Walleye
harvests on state and tribal waters of Upper Red Lake and Lower
Red Lake gradually are moving toward safe-target levels, but there's
still plenty of room to take more fish, and populations are looking
good, managers say.
As
they do twice a year, members of the Red Lake Technical Committee
met earlier this month to talk about the big lake's continued
recovery and how it's proceeding in state and tribal waters.
The technical committee includes representatives from the Minnesota
Department of Natural Resource and the Red Lake tribal DNR, along
with others with an interest in the fishery.
The
consensus last week: So far, so good.
"Things
are rolling along well with the population," said Gary Barnard,
area fisheries supervisor for the DNR in Bemidji.
According
to Barnard, the annual "safe harvest" level the
amount of walleyes that can be kept without hurting the population
is 820,000 pounds in tribal waters and 168,000 pounds on
the state's share of Upper Red Lake.
That
works out to 3½ pounds of walleyes per acre.
This
year, Barnard said, anglers in state waters will keep about 147,000
pounds of walleyes 88 percent of its safe harvest. Pat Brown,
tribal biologist for the Red Lake DNR, said the band this year will
keep about 630,000 pounds of walleyes, which is 71 percent of its
safe harvest.
"We're
gradually ramping up that's a good thing," Brown
said. "There's room for growth, but we're taking
it slowly."
Key
factors
There
are a couple of reasons for the increased walleye take. In state
waters, the DNR has increased the walleye limit from two when fishing
resumed in May 2006 to a four-fish bag this year. And this past
summer, for the first time since fishing reopened, the DNR in mid-June
began allowing anglers to keep walleyes from 17 inches to 20 inches
in length and one trophy fish longer than 26 inches.
Previously,
anglers had to release all walleyes from 17 inches to 26 inches
with one trophy allowed in the bag.
Meanwhile,
in tribal waters, Brown of the Red Lake DNR said the band's
fish-processing plant this summer hired two netting crews to catch
walleyes and keep the facility running later in the summer, when
hook-and-line fishing success generally slows.
Tribal
members other than netting crews are allowed to fish only with hook-and-line,
both for subsistence and to provide walleyes for the fish-processing
plant.
Brown
said the netting crews contributed about 200,000 pounds to this
year's tribal harvest. He said the fish plant might hire a
third netting crew to supplement the harvest next summer.
Tribal
members fishing hook-and-line generally have their best luck through
the ice in late March and early April. This past year, for example,
Brown said the harvest was more than 250,000 pounds just in that
two- to three-week period.
According
to Barnard, fisheries managers are hoping the increased walleye
take improves growth rates, which lagged when populations were denser.
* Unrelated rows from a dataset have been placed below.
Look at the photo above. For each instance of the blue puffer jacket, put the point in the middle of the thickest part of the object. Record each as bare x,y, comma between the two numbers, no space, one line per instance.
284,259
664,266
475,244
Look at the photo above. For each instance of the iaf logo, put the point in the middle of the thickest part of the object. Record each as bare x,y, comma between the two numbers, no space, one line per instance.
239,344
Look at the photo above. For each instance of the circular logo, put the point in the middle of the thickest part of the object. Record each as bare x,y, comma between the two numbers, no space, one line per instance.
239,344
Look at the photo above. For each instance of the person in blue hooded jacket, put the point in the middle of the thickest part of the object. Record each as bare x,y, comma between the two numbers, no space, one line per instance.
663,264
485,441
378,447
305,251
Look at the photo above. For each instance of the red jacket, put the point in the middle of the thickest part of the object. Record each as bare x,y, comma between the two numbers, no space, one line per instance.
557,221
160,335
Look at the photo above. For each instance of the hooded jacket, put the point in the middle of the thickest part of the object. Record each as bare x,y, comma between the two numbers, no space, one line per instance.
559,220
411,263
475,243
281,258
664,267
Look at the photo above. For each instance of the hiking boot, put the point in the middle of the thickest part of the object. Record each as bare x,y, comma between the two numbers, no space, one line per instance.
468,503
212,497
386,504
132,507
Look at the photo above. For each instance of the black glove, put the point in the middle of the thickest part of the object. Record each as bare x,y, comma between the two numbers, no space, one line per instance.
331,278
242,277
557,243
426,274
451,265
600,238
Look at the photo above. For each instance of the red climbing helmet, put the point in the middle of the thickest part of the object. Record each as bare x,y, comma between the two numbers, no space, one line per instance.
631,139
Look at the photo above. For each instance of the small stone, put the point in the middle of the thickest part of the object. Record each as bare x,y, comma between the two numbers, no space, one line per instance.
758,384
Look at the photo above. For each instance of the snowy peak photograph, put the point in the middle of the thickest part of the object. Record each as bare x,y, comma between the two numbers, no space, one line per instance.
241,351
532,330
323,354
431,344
He said the abundance of spawning-class walleyes has declined a
bit, which is to be expected with the increased harvest, but still
falls within the "optimum" range.
The
story is similar in tribal waters.
"We're
not seeing a lot of big fish over 20 inches, but we're seeing
a lot of young fish, which is good news," Brown said.
What's
ahead
Because
so much of Upper Red's fishing pressure occurs in the winter,
the 17- to 26-inch protected slot in state waters went back into
effect Dec. 1. Anglers last winter logged about 700,000 hours of
fishing pressure on Upper Red, Barnard said, compared with 209,000
hours during the open-water period.
Barnard
said the DNR will wait until after fishing season ends in late February
to decide whether to relax the protected slot and let anglers keep
17- to 20-inch walleyes for the second half of next summer.
"We're
hoping we can do that again," he said. "I know it was
very popular with the anglers and businesses up there. We're
taking a different approach this year, and we're going to wait
until the winter harvest is complete to set summer regulations.
We're inching close to the upper edge of that (harvest) range."
As
the state nears its harvest goals, Brown said the band also intends
to stay within its limits to keep the walleye population on track
and avoid a repeat of the collapse that crippled both sides of the
lake before the state and the band signed a recovery agreement in
1999.
"We
have a threshold, and if we get close to 1 million pounds, we'll
shut it down," he said.
Difficult
as that would be, it illustrates the challenge managers face on
both sides of the lake as demand for the resource grows.
"It's
been easy here since the opener in 2006, since we haven't been
close to target," Barnard said. "But the closer we get,
the more refined we have to get and the more regulation we have
to do.
"It's
not like it's going to get easier it will get more difficult."
Red
Lake is comprised of two connected basins. All 152,000 acres of
Lower Red Lake and all but 48,000 acres of 108,000-acre Upper Red
Lake lie within the Red Lake Indian Reservation.